The travel ban prohibits people from five mostly-Muslim countries along with North Korea and Venezuela from visiting the United States.
Afsoon Mohseni is from Iran but she just graduated with her master’s degree in philanthropy from IUPUI.
Mohseni says she longs to see her family but knows they can’t come to the United States to visit her now.
“It puts a burden on people with good will,” Mohseni said. “People who love this country and people who cherish freedom and all the values that this country is built upon.”
Reza Farahani is pursuing his doctoral degree in engineering at IUPUI.
His father is going to have heart surgery in two weeks but if he travels back home to see him, he wouldn’t be able to get back into the country.

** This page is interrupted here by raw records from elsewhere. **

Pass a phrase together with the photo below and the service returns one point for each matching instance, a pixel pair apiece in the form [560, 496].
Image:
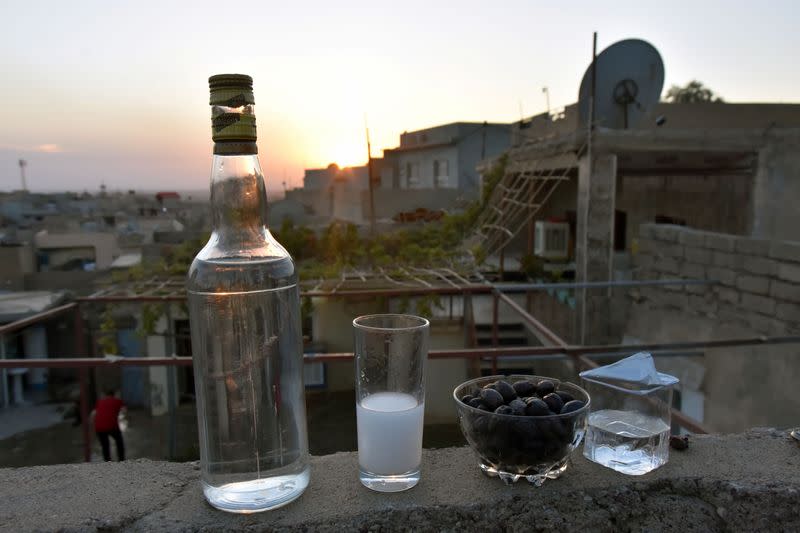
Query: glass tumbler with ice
[629, 422]
[390, 355]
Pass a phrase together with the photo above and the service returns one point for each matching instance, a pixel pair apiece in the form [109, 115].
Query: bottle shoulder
[215, 270]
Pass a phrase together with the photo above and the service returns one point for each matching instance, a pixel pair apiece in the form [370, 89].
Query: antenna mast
[22, 165]
[370, 181]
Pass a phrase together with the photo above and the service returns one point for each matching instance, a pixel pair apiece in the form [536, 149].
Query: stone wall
[758, 280]
[758, 293]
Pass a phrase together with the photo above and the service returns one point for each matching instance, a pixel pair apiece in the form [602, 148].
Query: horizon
[134, 112]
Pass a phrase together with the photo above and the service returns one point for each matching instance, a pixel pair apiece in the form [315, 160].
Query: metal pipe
[579, 352]
[87, 448]
[523, 287]
[495, 325]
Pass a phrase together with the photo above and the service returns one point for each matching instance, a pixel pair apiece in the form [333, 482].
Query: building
[330, 193]
[435, 168]
[704, 192]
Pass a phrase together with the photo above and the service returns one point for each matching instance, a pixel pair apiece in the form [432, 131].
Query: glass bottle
[244, 310]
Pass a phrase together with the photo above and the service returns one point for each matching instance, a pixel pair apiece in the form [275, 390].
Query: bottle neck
[238, 197]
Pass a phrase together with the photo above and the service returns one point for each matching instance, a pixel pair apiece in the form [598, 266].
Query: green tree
[691, 93]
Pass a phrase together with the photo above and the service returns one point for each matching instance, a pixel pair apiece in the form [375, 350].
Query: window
[412, 175]
[441, 173]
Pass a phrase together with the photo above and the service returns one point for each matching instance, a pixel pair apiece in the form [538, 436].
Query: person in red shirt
[105, 414]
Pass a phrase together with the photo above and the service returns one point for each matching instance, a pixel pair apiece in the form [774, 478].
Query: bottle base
[257, 495]
[396, 483]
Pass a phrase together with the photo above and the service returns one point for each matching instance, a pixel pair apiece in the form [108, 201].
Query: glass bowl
[511, 446]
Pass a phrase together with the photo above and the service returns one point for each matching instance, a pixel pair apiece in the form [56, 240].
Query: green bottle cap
[237, 124]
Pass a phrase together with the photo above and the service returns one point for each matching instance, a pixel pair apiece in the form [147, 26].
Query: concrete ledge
[733, 482]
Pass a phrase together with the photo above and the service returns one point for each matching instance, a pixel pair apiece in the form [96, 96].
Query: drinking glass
[390, 355]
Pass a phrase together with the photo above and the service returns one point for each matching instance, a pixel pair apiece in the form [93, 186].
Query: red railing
[578, 354]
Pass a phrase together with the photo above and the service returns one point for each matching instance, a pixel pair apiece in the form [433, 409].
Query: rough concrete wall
[776, 190]
[721, 483]
[758, 294]
[759, 280]
[713, 203]
[594, 243]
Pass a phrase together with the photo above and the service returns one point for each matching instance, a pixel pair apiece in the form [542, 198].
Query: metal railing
[553, 345]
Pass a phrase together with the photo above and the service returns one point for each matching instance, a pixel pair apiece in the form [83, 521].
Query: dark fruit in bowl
[574, 405]
[554, 402]
[506, 390]
[527, 435]
[492, 398]
[545, 387]
[537, 407]
[524, 388]
[518, 407]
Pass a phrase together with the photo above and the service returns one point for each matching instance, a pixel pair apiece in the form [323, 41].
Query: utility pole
[371, 184]
[22, 165]
[483, 141]
[546, 92]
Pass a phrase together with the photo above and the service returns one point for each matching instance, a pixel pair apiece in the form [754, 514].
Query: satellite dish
[628, 82]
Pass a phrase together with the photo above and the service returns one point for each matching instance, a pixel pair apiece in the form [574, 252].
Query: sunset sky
[116, 92]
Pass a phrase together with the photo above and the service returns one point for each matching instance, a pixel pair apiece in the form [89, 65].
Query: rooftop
[722, 482]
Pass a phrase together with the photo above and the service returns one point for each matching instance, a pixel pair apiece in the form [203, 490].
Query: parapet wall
[744, 482]
[759, 280]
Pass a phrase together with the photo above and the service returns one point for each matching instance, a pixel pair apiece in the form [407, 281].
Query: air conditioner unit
[551, 240]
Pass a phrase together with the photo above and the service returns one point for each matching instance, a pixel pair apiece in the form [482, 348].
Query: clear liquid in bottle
[244, 310]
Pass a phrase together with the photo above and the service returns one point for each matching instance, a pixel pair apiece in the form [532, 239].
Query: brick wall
[759, 280]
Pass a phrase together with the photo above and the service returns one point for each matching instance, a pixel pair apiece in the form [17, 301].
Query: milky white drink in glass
[390, 356]
[390, 433]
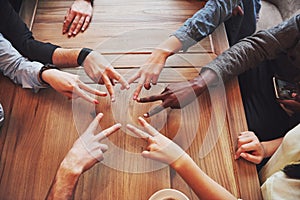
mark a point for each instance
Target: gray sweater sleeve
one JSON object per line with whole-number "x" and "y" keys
{"x": 263, "y": 45}
{"x": 17, "y": 68}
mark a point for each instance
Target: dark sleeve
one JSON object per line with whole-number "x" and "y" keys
{"x": 264, "y": 45}
{"x": 16, "y": 31}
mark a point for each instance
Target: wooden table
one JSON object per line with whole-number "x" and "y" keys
{"x": 40, "y": 128}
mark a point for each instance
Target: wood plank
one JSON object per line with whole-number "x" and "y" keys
{"x": 155, "y": 19}
{"x": 7, "y": 91}
{"x": 243, "y": 167}
{"x": 237, "y": 123}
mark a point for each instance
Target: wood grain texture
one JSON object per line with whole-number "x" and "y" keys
{"x": 41, "y": 128}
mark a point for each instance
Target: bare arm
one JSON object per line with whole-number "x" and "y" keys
{"x": 161, "y": 148}
{"x": 85, "y": 153}
{"x": 201, "y": 184}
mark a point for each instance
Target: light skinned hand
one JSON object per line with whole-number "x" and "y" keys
{"x": 101, "y": 71}
{"x": 160, "y": 148}
{"x": 238, "y": 11}
{"x": 78, "y": 17}
{"x": 88, "y": 149}
{"x": 70, "y": 85}
{"x": 149, "y": 72}
{"x": 175, "y": 95}
{"x": 293, "y": 105}
{"x": 250, "y": 148}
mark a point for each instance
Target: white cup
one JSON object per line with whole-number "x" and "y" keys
{"x": 168, "y": 194}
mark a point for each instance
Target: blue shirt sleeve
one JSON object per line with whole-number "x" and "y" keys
{"x": 205, "y": 21}
{"x": 15, "y": 30}
{"x": 17, "y": 68}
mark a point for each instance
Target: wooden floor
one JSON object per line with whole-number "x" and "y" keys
{"x": 40, "y": 128}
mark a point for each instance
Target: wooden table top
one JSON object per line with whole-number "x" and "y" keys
{"x": 40, "y": 128}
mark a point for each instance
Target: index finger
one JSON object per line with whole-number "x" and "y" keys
{"x": 155, "y": 110}
{"x": 94, "y": 124}
{"x": 152, "y": 131}
{"x": 150, "y": 98}
{"x": 138, "y": 132}
{"x": 121, "y": 80}
{"x": 109, "y": 87}
{"x": 107, "y": 132}
{"x": 86, "y": 23}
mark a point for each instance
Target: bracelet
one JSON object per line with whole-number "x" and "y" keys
{"x": 82, "y": 55}
{"x": 44, "y": 68}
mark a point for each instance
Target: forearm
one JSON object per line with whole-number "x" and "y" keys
{"x": 201, "y": 184}
{"x": 15, "y": 30}
{"x": 249, "y": 52}
{"x": 64, "y": 184}
{"x": 65, "y": 57}
{"x": 205, "y": 21}
{"x": 17, "y": 68}
{"x": 169, "y": 47}
{"x": 205, "y": 79}
{"x": 271, "y": 146}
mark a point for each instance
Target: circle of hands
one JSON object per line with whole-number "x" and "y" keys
{"x": 88, "y": 149}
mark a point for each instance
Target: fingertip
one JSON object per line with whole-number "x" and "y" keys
{"x": 118, "y": 125}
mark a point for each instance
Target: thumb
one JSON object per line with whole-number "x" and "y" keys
{"x": 146, "y": 154}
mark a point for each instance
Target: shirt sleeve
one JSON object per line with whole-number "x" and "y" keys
{"x": 15, "y": 30}
{"x": 18, "y": 68}
{"x": 264, "y": 45}
{"x": 205, "y": 21}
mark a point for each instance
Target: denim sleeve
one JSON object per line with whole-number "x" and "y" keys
{"x": 15, "y": 30}
{"x": 18, "y": 68}
{"x": 205, "y": 21}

“I get to see two members of my family if I’m lucky every two years, before all of this. Now, I’m not going to see them at all,” Farahani said. “I think it’s a never-ending loop because there is no logic involved. You get nowhere.”
The Muslim Alliance of Indiana is asking their members to write letters to their representatives expressing their concerns about the travel ban and what it means to their community.
The ACLU of Indiana and Exodus Refugee held a press conference to discuss the Supreme Court’s decision to uphold President Trump’s travel ban.